There are plenty of conspiracy theories knocking about with some rather disturbing and others damaging.

But there are also those that are just plain daft. And one such theory is explored in a podcast released earlier this year by Irish comedian Joanne McNally.

The theory goes that Canadian punk pop singer Avril Lavigne had either died or gone to ground following the released of her first album ‘Let Go’ in 2002 and before the release of her second album ‘Under My Skin’ in 2004.

There was speculation her image had drastically changed and even her voice was different with claims she had been replaced by a lookalike called Melissa Vandella.

In her podcast ‘Who Replaced Avril Lavigne?’, McNally takes a playful look at the theory and tells the listener she has been obsessed with the theory for some time.

In the first episode she even says: ‘I think this story could be true, I want it to be true.’

This is technically a mockuseries but it is pretty subtle and McNally does take a pretty serious look at what evidence people are basing this bizarre theory on.

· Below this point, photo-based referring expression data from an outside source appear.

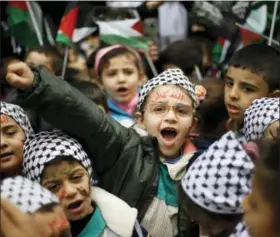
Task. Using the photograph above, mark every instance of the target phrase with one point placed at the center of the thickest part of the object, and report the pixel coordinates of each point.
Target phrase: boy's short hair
(51, 52)
(92, 91)
(184, 54)
(262, 60)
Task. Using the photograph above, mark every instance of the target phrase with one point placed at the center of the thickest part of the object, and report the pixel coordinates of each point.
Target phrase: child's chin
(170, 153)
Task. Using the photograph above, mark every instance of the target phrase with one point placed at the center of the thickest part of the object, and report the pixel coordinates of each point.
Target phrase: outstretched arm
(68, 109)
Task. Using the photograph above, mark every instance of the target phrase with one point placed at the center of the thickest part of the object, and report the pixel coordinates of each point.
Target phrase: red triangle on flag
(21, 5)
(68, 22)
(138, 26)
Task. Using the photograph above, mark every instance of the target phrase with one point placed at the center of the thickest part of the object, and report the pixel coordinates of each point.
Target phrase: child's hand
(14, 222)
(19, 75)
(151, 4)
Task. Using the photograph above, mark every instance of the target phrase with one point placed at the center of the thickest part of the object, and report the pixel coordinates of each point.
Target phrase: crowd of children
(125, 155)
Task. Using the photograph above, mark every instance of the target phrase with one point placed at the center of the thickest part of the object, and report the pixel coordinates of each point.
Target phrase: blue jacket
(120, 115)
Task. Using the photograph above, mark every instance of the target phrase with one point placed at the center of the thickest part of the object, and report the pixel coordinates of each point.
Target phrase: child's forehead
(246, 75)
(7, 120)
(169, 92)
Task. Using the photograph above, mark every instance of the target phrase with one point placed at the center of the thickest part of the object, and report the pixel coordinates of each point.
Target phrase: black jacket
(126, 164)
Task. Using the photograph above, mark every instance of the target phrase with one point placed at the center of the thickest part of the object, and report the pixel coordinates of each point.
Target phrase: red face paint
(4, 118)
(61, 194)
(168, 94)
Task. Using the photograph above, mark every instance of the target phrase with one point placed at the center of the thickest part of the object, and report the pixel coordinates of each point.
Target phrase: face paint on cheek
(61, 194)
(82, 191)
(4, 119)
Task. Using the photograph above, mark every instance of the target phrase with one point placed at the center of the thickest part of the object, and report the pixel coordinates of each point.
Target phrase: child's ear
(275, 93)
(140, 119)
(142, 78)
(194, 124)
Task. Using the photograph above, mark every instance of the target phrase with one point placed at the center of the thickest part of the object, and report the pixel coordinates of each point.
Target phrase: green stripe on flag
(17, 15)
(134, 42)
(62, 38)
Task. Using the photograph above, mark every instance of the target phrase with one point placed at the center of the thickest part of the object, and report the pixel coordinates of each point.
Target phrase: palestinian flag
(67, 24)
(85, 25)
(127, 32)
(20, 23)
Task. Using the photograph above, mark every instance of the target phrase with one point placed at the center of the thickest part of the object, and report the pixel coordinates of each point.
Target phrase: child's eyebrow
(5, 127)
(249, 84)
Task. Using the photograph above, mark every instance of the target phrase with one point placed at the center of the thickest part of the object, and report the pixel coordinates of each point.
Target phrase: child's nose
(121, 78)
(234, 93)
(170, 116)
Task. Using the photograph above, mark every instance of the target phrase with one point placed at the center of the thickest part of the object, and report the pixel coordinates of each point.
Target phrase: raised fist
(19, 75)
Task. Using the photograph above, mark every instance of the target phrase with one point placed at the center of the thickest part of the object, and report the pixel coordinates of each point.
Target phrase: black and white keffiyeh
(27, 195)
(259, 116)
(168, 77)
(17, 114)
(220, 177)
(46, 146)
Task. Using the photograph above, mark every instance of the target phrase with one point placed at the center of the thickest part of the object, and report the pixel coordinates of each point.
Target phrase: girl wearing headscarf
(59, 163)
(215, 185)
(15, 129)
(261, 119)
(45, 214)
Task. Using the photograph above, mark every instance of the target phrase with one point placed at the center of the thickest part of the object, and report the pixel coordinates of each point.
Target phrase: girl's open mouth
(168, 134)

In the first episode, she looks into Avril’s dramatic image change, her apparent change of voice and even her handwriting which has also apparently changed to something more ‘girly’.

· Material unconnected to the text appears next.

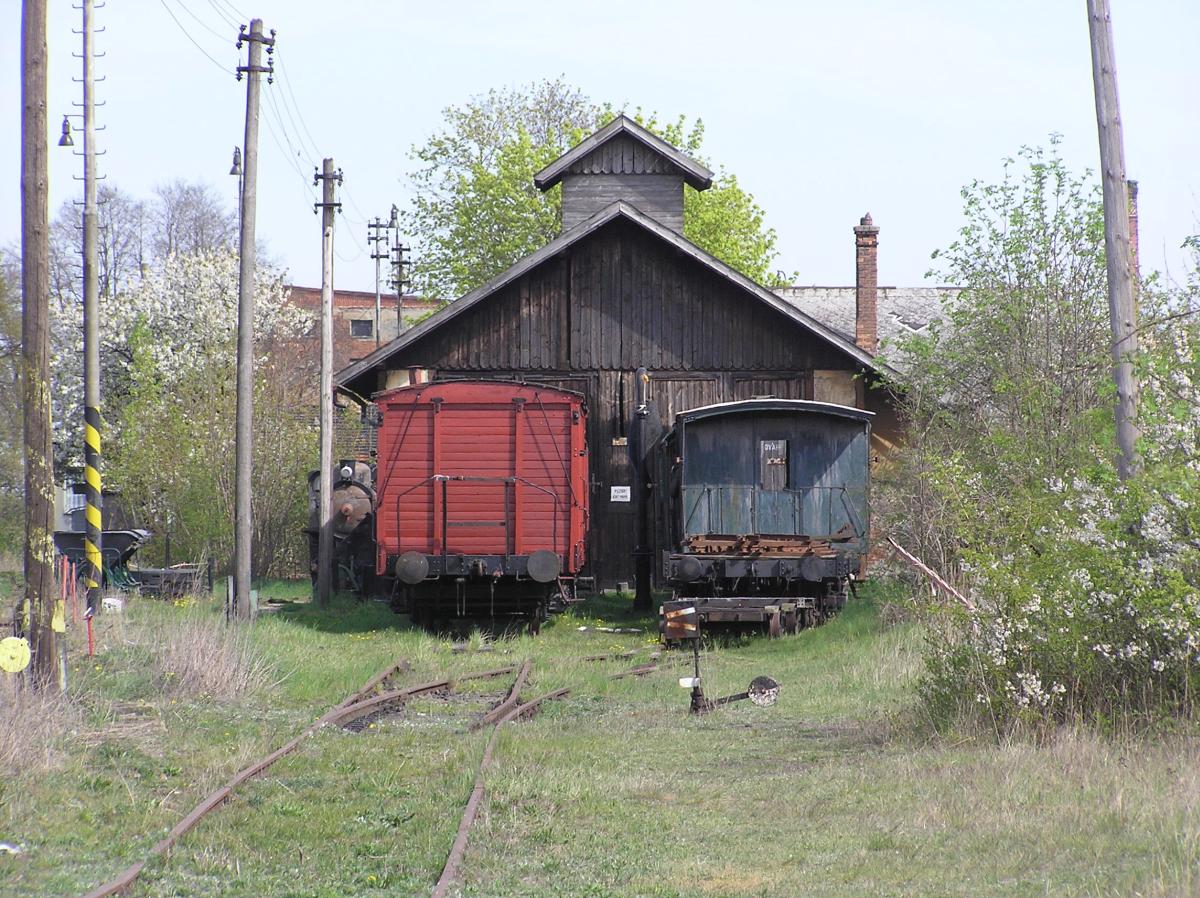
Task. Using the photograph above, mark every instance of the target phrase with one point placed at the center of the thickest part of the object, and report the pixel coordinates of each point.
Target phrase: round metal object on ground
(544, 566)
(412, 568)
(763, 692)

McNally admits the extent of her ‘research’ has come from hours trawling through TikTok.

But she does hang out with some Avril Lavigne fans before a concert in London and gets their take on the theory which is largely dismissed out of hand unsurprisingly.

She drafts in some fellow podcasters to look over the evidence. There is not much hard evidence to be fair.

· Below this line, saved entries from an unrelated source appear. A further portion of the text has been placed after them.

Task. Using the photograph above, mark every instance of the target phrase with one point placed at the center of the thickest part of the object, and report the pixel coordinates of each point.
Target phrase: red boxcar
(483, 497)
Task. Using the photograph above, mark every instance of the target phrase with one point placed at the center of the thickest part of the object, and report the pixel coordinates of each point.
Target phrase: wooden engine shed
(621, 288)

She and fellow Irish comedian Gearoid Farrelly examine the reasons why the conspiracy theory has grown legs. They speculate Avril does look different post 2003 with Farrelly suggesting her eye and face shape has changed.

There is even speculation she shrank by an inch. There is also a photo which shows the word Melissa written on her hand.

McNally went on to try and get a word with Avril Lavigne but was given an emphatic rebuff from her representatives – not that her attempts were particularly subtle or serious for that matter.

She ends the first episode heading off to Canada to unearth Avril’s ‘origin story’.

This is a quirky podcast which appears a serious investigation initially but you quickly realise this is a comedy podcast rather than a serious piece of investigative journalism.

It is fun and fascinating and I will be listening to the other episodes to see what other rabbit holes McNally goes down even though we know she is not going to prove the Canadian superstar was ever replaced.

No surprise to hear some hardcore fans of Avril Lavigne have hit back at McNally and missed the point of the podcast.

In response, McNally said: ‘It’s so funny when her die-hard fans come in at me. They’re like: “See? Look! It’s really her,” and I’m like: “I… you don’t need to convince me.”’

‘There’s no one in the world thinks Avril Lavigne is actually replaced by somebody else except for maybe three flat-earthers. It’s just a bit of craic. I can’t imagine she’s that worked up about it. Just a bit of craic.’

The six-part series is available on BBC Sounds with each episode roughly 30-40 minutes long.